The ‘Ug99’ was first detected in Uganda in 1999 and later spread throughout East Africa, Yemen, Sudan and Iran and its further predicted spread towards North Africa, Middle East, and Asia and beyond has raised serious concerns of major epidemics that could destroy the wheat crop in various areas.
Pakistan has introduced NARC-11 in 2011 and PAK-13 last October. The two Ug99 resistant varieties were first developed in CIMMYT in Mexico and later brought to Pakistan for testing by Pakistan Agricultural Research Centre and provincial agricultural research stations.
Trial data from 64 research stations proved the survival of the two varieties, and consequently, the government released them to farmers.
The USDA official said that these varieties are high-yielding and adapted to different environment in Pakistan.

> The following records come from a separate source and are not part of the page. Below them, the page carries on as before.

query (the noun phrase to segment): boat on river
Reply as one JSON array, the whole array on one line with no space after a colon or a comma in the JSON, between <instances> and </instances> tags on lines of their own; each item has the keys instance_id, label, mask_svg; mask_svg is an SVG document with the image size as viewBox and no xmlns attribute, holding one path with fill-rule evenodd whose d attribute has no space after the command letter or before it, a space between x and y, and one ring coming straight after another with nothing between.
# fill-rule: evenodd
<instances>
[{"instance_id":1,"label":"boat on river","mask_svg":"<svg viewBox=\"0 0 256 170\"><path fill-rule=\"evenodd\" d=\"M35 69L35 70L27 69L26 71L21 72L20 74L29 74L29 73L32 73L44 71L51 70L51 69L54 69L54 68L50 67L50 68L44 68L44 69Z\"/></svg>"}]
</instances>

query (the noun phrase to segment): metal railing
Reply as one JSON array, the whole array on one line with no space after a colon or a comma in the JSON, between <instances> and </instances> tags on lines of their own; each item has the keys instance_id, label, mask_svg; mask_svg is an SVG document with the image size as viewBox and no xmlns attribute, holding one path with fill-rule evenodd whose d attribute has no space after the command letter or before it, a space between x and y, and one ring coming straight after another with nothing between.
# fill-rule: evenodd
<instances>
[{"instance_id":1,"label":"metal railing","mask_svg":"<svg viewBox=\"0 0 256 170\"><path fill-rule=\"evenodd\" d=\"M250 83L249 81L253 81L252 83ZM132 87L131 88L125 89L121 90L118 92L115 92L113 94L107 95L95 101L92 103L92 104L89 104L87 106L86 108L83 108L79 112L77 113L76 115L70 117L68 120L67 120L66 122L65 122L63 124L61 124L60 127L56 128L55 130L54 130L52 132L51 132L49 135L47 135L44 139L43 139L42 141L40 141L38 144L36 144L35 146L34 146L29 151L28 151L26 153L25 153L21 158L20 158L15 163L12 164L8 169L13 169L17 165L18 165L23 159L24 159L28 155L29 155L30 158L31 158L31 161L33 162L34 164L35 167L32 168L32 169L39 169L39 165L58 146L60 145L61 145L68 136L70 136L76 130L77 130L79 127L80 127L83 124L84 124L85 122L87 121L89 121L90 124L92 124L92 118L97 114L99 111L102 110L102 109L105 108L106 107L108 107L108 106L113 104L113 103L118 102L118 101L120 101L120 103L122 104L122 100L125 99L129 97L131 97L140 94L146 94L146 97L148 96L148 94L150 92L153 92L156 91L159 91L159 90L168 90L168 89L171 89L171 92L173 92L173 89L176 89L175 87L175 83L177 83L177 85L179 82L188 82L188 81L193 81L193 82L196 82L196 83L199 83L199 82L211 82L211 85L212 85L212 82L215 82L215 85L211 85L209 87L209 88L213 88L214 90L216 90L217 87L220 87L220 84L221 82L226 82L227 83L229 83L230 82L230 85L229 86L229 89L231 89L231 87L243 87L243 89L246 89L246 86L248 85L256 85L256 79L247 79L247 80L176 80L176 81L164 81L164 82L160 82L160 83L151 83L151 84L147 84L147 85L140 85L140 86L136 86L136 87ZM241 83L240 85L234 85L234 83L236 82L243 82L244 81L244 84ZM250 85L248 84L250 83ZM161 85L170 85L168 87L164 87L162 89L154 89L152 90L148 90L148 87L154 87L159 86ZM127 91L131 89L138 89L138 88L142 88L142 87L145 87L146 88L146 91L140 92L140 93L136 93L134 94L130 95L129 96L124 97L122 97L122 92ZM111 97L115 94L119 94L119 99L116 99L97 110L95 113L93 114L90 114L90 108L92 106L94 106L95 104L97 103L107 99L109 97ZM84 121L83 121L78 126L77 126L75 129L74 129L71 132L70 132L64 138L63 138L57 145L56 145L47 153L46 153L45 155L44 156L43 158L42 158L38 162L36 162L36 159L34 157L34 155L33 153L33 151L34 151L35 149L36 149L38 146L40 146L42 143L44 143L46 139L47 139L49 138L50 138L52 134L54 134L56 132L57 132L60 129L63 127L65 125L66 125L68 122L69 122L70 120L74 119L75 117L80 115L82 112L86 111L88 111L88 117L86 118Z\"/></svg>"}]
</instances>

NARC-11 is suitable for irrigated areas while PAK-13 performs better in barani areas.
The US Department of Agriculture, in collaboration with PARC and research institutes in provinces, is continuing a wheat productivity enhancement project to protect and enhance the productivity of wheat in Pakistan, with particular focus on wheat rusts.
The success of the two new varieties has given rise to the hope that there is a solution to ‘Ug99’. With these two, more varieties would come on board in future years.
Starting next wheat season, work will start to replicate the two varieties so that enough quantities of wheat are made available, Winborne said. More than 50 new varieties of wheat were under yield trials across Pakistan.